One possible solution is to wrap System/getenv in a Clojure function, which can then be swapped out using with-redefs.

christian.paling13:02:22

@ Thank you! Yes, that’s what I did for now, I just wrapped it using a clojure function

kamuela12:02:19

Does leiningen manage its own JDK?

finn.volkel12:02:38

Probably a better question for #leiningen. I don't know about the jdk, but clojure dependencies are completely seperated from your own project, except maybe if you use a leiningen plugin.

delaguardo12:02:02

No, leiningen uses JDK configured for shell session export JAVA_CMD="${JAVA_CMD:-"java"}" taken from lein bin script

kevin.van.rooijen13:02:34

Is there a way to define the existence of a function in a namespace? e.g.

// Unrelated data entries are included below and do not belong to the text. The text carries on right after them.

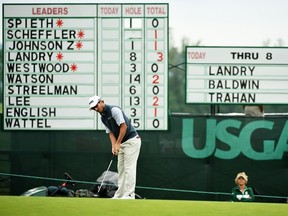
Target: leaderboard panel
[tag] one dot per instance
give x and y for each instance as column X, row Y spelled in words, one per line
column 57, row 56
column 236, row 75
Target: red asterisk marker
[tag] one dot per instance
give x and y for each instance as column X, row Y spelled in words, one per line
column 73, row 67
column 80, row 34
column 59, row 56
column 79, row 45
column 59, row 23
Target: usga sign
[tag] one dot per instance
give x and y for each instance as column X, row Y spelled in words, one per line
column 271, row 148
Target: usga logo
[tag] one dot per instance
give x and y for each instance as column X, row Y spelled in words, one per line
column 262, row 133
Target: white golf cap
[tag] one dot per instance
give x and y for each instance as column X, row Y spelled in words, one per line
column 243, row 175
column 93, row 101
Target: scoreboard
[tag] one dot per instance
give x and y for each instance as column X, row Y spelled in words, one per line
column 56, row 56
column 237, row 75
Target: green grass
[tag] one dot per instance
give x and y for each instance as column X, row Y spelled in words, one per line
column 48, row 206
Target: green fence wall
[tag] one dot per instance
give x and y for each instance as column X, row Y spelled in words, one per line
column 197, row 159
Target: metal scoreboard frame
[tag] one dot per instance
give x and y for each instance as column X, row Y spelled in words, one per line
column 56, row 56
column 236, row 75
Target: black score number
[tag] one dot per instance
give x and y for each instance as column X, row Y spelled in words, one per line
column 134, row 79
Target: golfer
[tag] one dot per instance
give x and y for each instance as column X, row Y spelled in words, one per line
column 125, row 142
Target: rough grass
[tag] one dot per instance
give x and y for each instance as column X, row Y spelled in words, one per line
column 48, row 206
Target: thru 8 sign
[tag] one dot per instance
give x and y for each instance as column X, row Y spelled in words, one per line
column 57, row 56
column 236, row 75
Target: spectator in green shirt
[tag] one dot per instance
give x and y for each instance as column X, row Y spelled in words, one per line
column 242, row 193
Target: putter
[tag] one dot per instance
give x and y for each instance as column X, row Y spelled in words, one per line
column 97, row 195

I have a defn that refers a 2nd defn, but the 2nd defn hasn't been defined yet.

didibus18:02:16

Try to minimize your use of declare. And instead move your defns in their dependency order. Defns that use another must appear after in the namespace.

kevin.van.rooijen17:02:37

The problem is that I have a tree-like structure, with banches and nodes that can have new branches. So it's inheritedly recursive. I can't really think of a way to solve this differently at the moment.

didibus17:02:38

Mutually recursive things is normally the good use case for declare.

didibus17:02:59

But in a data-structure, have you considered using keywords instead of symbols?